In a cover article in the Sunday Business section, Ms. Seligson says that while holding several part-time jobs simultaneously may be needed to bring in enough income now, it often results in diminished earnings over the course of a long career. And part-time jobs rarely provide benefits like health care coverage, adding to the difficulties of those who manage to hold down more than one of them.

The global economy is still reeling from the effects of the subprime mortgage problems of 2006 and 2007, as Gretchen Morgenson says in a separate podcast conversation. When those mortgages began to go sour, the downturn in mortgage and asset-backed securities markets blossomed into both a full-blown housing crisis in the United States and a financial crisis throughout much of the world.

As Ms. Morgenson writes in her column in Sunday Business, a settlement has now been reached involving Morgan Keegan, a company with mutual funds that held securities based on these troubled mortgages but that failed to tell investors how risky those funds actually were, according to regulators.

Morgan Keegan, based in Memphis, reached the $200 million settlement with the Financial Industry Regulatory Authority, state securities regulators and the Securities and Exchange Commission. Investors lost more than $1 billion in the funds, though, and arbitration cases are continuing, Ms. Morgenson says in separate conversation in the podcast. Morgan Keegan neither admitted nor denied wrongdoing in the settlement.

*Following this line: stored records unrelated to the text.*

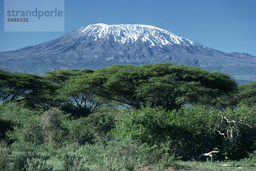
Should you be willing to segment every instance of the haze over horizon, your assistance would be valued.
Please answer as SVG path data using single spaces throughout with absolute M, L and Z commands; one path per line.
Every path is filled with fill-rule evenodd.
M 4 0 L 0 0 L 3 23 Z M 4 32 L 0 51 L 35 46 L 98 23 L 153 26 L 225 53 L 256 56 L 256 1 L 65 1 L 65 31 Z

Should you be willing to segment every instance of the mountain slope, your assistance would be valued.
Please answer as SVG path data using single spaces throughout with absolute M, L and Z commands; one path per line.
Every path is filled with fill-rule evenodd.
M 146 25 L 89 25 L 38 45 L 0 53 L 0 68 L 38 74 L 164 62 L 227 72 L 240 83 L 256 80 L 256 57 L 225 53 Z

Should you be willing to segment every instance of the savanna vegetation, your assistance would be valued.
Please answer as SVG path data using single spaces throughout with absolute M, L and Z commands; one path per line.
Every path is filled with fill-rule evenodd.
M 256 82 L 226 73 L 0 70 L 0 170 L 256 169 Z

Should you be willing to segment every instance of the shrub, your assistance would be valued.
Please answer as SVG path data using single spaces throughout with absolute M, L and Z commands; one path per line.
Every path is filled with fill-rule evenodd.
M 15 170 L 49 171 L 52 167 L 46 164 L 49 158 L 47 155 L 41 154 L 37 151 L 25 151 L 18 154 L 13 160 Z
M 9 160 L 9 155 L 12 150 L 7 143 L 4 142 L 0 142 L 0 170 L 5 170 L 8 168 L 8 162 Z
M 146 108 L 125 113 L 113 134 L 146 143 L 151 148 L 169 142 L 167 153 L 187 159 L 214 150 L 220 151 L 221 159 L 238 159 L 252 146 L 249 140 L 256 131 L 256 115 L 253 106 L 222 111 L 187 106 L 168 112 Z
M 59 108 L 52 108 L 46 111 L 42 118 L 47 139 L 54 148 L 60 148 L 66 140 L 66 134 L 61 126 L 64 114 Z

But she says that regulators described a detailed pattern of misleading investors and of changing fund valuations in order to prevent losses by the fund company.
In the news section of the podcast, I also discuss several other big developments. They include the decision of the United States and its allies to release strategic oil reserves into the global market, and the continuing efforts to contain the debt crisis in Greece.

You can find specific segments of the podcast at these junctures: Gretchen Morgenson on Morgan Keegan (30:11); news headlines (22:16); Hannah Seligson on multiple jobs (17:56); Robert Frank on unemployment (11:45); the week ahead (2:35).

As articles discussed in the podcast are published during the weekend, links will be added to this post.